Out-of-Distribution Generalization

Out-of-distribution generalization is the broader problem of which systematic generalization is a special case. A system that generalizes out-of-distribution performs well on inputs drawn from a different distribution than the training data. Systematic generalization is the structural sub-case: the test distribution differs not in marginal statistics but in combinatorial structure — new combinations of old components.

The connection to adverse selection is underappreciated. Training datasets are not random samples from the space of all possible combinations; they are selected by human annotators, filtering algorithms, and data collection procedures that systematically underrepresent rare but structurally important combinations. The model learns the distribution of the selected data, not the true combinatorial structure of the domain. When the test distribution requires combinations that were adversarially excluded from training, systematic generalization fails — not because the model architecture is inadequate, but because the training data was already selected against the required combinations.

Architecture and Inductive Bias

The contemporary debate centers on whether systematic generalization requires architectural inductive bias or can emerge from scale and data alone. Proponents of pure scaling argue that sufficiently large models trained on sufficiently diverse data will approximate systematic generalization by sheer coverage. Critics argue that without explicit compositional bias, the sample complexity of full coverage is computationally and practically infeasible for non-trivial domains.

The evidence is mixed. Graph neural networks, neural module networks, and transformer variants with explicit structured attention exhibit improved systematic generalization on benchmark tasks. But these improvements are task-specific, and no architecture has demonstrated systematic generalization across the full range of human cognitive domains. The most honest assessment is that we do not yet know what architectural ingredients are necessary or sufficient for systematic generalization — only that some architectures help in some domains.

The Stakes

Systematic generalization is not merely a technical problem in machine learning. It is a criterion for whether artificial systems understand the domains they operate in, or merely memorize and interpolate. A medical diagnosis system that cannot systematically generalize from training cases to novel symptom combinations is not a safe medical tool. A legal reasoning system that cannot compose statutory provisions in novel configurations is not a reliable legal assistant. The absence of systematic generalization is the absence of genuine comprehension — and the presence of a dangerous illusion of competence.

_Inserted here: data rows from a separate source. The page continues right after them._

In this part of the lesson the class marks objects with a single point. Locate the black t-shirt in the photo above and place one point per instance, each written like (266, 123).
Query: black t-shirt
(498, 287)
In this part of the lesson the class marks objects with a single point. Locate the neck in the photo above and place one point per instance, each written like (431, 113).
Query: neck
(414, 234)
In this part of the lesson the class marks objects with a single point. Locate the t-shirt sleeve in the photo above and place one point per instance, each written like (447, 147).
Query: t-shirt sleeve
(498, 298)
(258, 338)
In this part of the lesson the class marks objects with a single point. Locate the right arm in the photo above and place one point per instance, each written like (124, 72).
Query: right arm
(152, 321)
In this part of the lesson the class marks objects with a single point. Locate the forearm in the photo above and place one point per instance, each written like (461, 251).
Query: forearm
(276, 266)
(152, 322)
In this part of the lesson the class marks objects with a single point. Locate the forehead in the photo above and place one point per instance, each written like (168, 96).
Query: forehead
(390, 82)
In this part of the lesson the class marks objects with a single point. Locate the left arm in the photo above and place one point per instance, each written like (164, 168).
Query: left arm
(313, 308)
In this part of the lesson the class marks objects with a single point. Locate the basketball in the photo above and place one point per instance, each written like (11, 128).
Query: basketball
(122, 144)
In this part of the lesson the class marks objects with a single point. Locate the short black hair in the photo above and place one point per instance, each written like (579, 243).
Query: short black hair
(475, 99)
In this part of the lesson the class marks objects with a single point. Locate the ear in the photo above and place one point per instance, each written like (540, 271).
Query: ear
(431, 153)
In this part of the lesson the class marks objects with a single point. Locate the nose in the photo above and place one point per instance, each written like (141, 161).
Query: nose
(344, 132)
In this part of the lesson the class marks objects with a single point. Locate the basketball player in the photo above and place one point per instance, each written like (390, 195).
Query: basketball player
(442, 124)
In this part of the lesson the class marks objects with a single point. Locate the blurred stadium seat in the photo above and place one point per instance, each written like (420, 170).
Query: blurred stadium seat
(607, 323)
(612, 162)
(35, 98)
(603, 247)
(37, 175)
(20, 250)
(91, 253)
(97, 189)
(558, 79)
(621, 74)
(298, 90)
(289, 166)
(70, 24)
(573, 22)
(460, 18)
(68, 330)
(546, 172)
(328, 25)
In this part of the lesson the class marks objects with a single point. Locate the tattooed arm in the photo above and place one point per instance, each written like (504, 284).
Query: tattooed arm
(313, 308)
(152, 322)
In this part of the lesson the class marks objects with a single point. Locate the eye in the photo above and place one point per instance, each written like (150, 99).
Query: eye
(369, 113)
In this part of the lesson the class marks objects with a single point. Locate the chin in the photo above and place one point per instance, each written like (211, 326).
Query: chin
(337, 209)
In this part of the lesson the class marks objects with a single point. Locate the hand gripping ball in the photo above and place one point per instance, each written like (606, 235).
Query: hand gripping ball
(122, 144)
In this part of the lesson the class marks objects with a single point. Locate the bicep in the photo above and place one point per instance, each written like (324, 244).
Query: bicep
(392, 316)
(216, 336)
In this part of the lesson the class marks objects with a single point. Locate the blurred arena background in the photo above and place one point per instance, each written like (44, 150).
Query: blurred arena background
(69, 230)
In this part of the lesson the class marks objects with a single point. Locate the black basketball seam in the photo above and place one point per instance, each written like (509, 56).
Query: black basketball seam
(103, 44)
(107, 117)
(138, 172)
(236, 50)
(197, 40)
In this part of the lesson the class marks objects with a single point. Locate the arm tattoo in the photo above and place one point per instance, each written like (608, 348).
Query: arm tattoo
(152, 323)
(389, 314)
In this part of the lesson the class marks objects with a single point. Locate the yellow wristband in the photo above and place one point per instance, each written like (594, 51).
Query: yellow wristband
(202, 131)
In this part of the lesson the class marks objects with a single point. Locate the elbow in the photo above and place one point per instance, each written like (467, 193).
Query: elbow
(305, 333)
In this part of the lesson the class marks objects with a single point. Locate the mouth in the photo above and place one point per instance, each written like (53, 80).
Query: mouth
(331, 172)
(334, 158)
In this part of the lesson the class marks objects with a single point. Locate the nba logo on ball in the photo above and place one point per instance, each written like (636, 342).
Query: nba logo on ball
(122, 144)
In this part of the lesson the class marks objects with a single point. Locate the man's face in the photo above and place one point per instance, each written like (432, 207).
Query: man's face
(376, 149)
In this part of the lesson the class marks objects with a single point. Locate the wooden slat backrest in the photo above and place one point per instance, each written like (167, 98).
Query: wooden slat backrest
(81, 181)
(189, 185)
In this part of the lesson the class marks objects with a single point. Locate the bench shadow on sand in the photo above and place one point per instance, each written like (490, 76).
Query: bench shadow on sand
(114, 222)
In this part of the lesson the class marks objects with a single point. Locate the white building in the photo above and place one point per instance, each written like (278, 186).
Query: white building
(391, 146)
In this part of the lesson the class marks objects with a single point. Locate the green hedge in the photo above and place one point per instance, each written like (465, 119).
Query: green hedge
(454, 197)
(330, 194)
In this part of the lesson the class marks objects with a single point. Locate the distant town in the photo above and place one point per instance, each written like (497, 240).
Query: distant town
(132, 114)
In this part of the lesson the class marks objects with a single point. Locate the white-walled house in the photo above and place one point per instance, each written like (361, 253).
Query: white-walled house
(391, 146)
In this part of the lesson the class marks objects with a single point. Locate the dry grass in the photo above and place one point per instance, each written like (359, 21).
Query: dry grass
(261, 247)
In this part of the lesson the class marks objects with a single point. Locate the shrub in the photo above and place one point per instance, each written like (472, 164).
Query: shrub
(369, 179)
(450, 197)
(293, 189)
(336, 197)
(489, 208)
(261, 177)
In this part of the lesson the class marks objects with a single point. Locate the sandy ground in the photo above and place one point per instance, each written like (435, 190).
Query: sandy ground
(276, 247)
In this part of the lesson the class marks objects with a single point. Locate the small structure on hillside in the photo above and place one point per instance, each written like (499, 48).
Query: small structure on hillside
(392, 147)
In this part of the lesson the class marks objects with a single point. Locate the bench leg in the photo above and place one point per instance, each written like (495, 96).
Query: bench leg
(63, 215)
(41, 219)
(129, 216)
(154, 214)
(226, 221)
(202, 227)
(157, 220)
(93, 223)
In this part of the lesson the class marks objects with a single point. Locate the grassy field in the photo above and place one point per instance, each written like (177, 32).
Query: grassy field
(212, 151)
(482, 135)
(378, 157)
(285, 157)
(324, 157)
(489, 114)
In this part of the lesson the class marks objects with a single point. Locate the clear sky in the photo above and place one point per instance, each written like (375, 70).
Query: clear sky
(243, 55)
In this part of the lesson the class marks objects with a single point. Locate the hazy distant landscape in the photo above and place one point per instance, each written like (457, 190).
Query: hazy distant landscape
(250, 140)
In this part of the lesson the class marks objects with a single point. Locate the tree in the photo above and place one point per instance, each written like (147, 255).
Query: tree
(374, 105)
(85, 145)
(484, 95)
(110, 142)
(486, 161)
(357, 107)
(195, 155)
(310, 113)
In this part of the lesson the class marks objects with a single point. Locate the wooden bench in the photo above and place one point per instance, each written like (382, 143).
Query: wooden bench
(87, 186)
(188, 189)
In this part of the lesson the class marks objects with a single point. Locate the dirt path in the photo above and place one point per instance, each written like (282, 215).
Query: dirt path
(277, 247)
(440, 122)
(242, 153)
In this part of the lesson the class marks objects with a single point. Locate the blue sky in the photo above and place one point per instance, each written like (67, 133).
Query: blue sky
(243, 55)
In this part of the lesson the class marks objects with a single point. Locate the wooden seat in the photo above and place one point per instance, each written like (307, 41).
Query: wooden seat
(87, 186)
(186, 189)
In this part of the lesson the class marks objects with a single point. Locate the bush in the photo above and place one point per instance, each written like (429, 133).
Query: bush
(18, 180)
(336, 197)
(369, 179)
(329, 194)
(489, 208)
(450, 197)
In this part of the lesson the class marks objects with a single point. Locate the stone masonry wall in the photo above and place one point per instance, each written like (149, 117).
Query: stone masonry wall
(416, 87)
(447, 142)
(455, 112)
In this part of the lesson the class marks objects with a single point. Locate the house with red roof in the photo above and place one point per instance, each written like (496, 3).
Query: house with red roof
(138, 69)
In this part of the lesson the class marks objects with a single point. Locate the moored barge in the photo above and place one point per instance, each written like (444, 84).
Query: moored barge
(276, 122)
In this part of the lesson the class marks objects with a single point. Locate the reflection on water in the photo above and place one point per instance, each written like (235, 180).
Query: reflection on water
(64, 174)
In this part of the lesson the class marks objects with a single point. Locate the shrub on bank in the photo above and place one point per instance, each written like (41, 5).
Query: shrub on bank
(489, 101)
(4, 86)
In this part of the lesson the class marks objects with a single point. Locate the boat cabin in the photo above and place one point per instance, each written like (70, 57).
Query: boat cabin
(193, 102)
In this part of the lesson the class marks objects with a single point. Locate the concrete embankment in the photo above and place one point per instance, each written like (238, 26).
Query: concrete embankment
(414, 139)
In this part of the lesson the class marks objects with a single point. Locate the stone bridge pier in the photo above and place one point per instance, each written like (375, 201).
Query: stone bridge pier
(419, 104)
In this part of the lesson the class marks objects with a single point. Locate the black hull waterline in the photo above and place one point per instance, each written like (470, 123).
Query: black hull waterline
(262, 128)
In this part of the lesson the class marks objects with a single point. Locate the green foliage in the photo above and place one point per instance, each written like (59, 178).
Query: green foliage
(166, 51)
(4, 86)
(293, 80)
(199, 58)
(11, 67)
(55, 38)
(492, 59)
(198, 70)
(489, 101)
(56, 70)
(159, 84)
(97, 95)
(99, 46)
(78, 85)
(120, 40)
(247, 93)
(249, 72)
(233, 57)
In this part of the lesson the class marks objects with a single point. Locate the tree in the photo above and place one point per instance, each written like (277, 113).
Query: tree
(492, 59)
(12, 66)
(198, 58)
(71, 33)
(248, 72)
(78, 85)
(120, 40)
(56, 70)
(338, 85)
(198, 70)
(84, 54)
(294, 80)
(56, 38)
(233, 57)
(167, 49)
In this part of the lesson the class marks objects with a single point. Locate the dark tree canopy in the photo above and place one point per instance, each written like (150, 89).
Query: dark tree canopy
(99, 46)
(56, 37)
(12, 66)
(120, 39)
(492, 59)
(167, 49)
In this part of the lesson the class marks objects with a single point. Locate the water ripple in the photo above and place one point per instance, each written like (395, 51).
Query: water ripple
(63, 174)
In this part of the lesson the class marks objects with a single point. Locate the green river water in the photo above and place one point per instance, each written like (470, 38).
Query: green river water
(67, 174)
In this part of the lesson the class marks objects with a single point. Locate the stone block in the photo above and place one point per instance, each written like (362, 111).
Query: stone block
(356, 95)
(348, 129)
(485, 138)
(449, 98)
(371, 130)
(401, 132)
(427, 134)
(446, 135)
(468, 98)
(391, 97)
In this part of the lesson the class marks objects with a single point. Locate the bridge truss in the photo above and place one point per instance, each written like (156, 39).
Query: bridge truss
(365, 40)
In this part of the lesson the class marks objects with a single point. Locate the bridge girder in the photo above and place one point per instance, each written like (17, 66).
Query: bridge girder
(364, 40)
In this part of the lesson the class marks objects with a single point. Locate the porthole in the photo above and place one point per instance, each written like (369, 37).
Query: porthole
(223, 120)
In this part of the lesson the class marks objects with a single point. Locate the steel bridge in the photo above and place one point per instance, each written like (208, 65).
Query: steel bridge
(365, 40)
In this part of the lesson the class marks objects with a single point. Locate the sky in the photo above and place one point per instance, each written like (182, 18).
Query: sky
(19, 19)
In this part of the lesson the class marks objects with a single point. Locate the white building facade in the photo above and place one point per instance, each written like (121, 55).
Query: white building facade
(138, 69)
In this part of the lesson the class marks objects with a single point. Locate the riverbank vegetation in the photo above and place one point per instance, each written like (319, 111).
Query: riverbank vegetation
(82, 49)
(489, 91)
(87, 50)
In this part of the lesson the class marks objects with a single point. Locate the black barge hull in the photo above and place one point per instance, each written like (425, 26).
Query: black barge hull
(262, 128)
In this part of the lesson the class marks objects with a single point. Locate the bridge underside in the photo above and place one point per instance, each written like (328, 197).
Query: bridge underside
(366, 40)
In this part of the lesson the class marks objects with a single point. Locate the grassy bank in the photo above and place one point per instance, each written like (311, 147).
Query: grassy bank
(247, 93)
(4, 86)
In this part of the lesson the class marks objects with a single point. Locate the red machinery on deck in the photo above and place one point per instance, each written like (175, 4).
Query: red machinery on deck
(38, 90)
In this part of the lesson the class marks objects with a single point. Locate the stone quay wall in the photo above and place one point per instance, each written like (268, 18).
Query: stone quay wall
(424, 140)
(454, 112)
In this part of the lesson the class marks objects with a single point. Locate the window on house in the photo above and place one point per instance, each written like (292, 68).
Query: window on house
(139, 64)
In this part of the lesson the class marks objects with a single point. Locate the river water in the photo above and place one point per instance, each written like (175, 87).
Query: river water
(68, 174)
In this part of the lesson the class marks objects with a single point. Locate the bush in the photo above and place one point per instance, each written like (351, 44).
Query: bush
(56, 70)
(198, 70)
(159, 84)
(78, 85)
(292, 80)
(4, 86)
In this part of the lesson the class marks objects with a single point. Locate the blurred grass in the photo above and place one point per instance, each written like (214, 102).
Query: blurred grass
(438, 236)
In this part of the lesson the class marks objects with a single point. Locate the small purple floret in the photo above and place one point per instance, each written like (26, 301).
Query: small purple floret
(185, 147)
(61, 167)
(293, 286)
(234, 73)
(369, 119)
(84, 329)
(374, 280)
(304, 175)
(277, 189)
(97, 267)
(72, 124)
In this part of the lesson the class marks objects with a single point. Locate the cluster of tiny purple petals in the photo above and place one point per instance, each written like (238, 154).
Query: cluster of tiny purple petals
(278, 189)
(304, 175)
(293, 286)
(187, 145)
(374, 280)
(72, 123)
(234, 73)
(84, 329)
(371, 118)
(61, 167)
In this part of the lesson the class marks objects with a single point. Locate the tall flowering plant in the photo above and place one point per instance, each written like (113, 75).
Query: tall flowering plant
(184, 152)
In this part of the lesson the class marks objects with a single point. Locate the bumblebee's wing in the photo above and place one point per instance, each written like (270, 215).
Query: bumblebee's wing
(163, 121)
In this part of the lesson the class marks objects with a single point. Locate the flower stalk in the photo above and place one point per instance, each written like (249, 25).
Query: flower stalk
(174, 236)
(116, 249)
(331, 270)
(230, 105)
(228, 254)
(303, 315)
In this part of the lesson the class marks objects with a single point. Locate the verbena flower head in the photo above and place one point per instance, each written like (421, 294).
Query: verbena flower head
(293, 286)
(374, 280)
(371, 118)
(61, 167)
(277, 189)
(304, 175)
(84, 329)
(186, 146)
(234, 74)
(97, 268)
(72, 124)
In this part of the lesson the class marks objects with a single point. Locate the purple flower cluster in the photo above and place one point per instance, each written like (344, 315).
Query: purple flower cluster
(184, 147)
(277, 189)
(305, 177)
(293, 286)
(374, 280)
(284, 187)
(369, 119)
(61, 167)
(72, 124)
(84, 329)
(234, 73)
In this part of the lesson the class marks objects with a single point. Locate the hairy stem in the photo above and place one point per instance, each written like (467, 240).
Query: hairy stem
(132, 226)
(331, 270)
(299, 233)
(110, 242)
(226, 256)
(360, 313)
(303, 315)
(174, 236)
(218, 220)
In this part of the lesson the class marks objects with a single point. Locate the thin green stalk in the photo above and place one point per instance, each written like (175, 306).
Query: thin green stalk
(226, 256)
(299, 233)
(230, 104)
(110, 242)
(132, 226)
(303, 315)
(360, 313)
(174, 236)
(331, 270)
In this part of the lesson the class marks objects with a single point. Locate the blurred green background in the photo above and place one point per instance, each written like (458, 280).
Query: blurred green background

The central delusion of contemporary large language models is the belief that scale and data diversity can substitute for compositional structure. They cannot. What scale provides is the illusion of systematicity through surface coverage — a model that has seen ten billion combinations can appear to generalize systematically because it has memorized the relevant combination, not because it has learned the rule that generates it. The difference between memorized coverage and rule-governed composition is the difference between a parrot and a mind, and no amount of scale turns a parrot into a mind. The question is not whether transformers can achieve systematic generalization at scale; the question is whether any system without explicit compositional architecture can do so at all, and the answer, on current evidence, is no.